Most Patients Do Not Store Their Biologic Drugs Within the Recommended Temperature Range
Dr. Kevin Deane writing in Medscape reported on a Dutch study which evaluated the temperatures at which patients with rheumatic diseases stored their biologic disease-modifying antirheumatic drugs (DMARDs). They did this by providing patients with an electronic temperature logger.
Of the 293 study participants given a temperature logger, 255 (87.0%) returned their logger to the pharmacy. Of these 255 participants, only 17 (6.7%) had stored their medication within the recommended temperature range. Of those who did not, 24.3% stored their medication for more than 2 hours outside of the recommended range.
The authors did not evaluate the effect of these storage conditions on the biologic activity of the medication but speculated that storing these medications outside of the recommended temperature range may adversely affect their efficacy.
Comment: It’s important to know what the temperature restrictions are for your medication.
An over the counter preparation that could be life-threatening… next
FDA warns OTC antacids with aspirin can cause stomach or intestinal bleeding
Lydia Wheeler writing in The Hill reported that the Food and Drug Administration “is warning consumers to beware of over-the-counter drugs that contain both an antacid and aspirin.” According to the agency, these products “can cause stomach or intestinal bleeding.” Although rare, the FDA says it has identified eight cases of serious bleeding since 2009.
Comment: Not a big surprise here. In the old days when we used high doses of aspirin, people would get bleeding ulcers frequently.
Running Barefoot May Protect Against Some Musculoskeletal Injuries
Dr. Lara Pullen writing in enews rheum reported on a study published in the British Journal of Sports Medicine. “We aren’t seeing more musculoskeletal injuries in barefoot runners,” explains Dr. Altman-Singles, one of the authors, in an interview. “If anything, we are seeing fewer of certain types of musculoskeletal injuries.”
The researchers examined the differences in injuries between habitually barefoot and habitually shod runners. They categorized participants as barefoot runners if individuals spent at least 50% of their running time barefoot. Barefoot runners were allowed to run in minimalist footwear for the balance of their running time. In many cases, barefoot runners had experienced injuries, such as fasciitis and iliotibial band syndrome, prior to switching to barefoot running.
The researchers also noted that plantar fasciitis was more common in the shod group than the barefoot group. Additionally, shod runners experienced more patellofemoral pain syndrome and ITBS than did barefoot runners. Dr. Altman-Singles describes this difference as huge. Although barefoot running may have offered some protection against plantar fasciitis, barefoot runners had a greater number of Achilles or calf and posterior tibialis strains when compared with shod runners.
Got blurred vision after spending time at the computer? You’re not alone
“Computer vision syndrome” could affect millions, report suggests
Jane Brody writing for The New York Times reported that up to 70 million workers worldwide are at risk for “computer vision syndrome,” according to a report published in Medical Practice and Reviews.
Researchers found that workers who spend three or more hours per day looking at computer monitors are most at risk for the condition, and that many of those workers complain of “blurred or double vision as well as burning, itching, dryness and redness.”

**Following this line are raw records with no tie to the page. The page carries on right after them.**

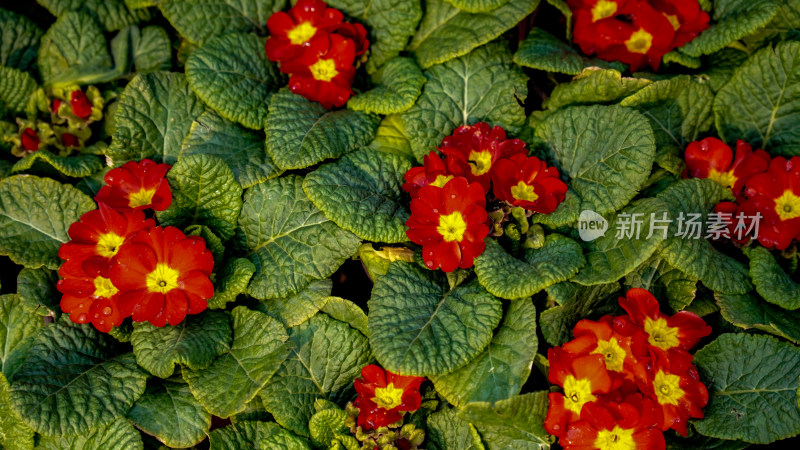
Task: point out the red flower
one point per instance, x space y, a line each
137 185
81 106
712 158
30 140
581 377
680 331
632 424
291 33
529 183
324 72
450 224
100 233
162 275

Now that we know acetaminophen doesn’t work for osteoarthritis, is there something else that might. There is and the answer will surprise you… next
Tai Chi May Be as Good as PT for Knee Arthritis Pain
Janis Kelly writing for Medscape reported the first randomized head-to-head comparison of tai chi and conventional physical therapy (PT) in patients with knee osteoarthritis (OA) shows equally good pain relief with either intervention, researchers report in an article published in the Annals of Internal Medicine. The researchers also show that tai chi was more effective than PT at relieving depression and improving the physical component of quality of life.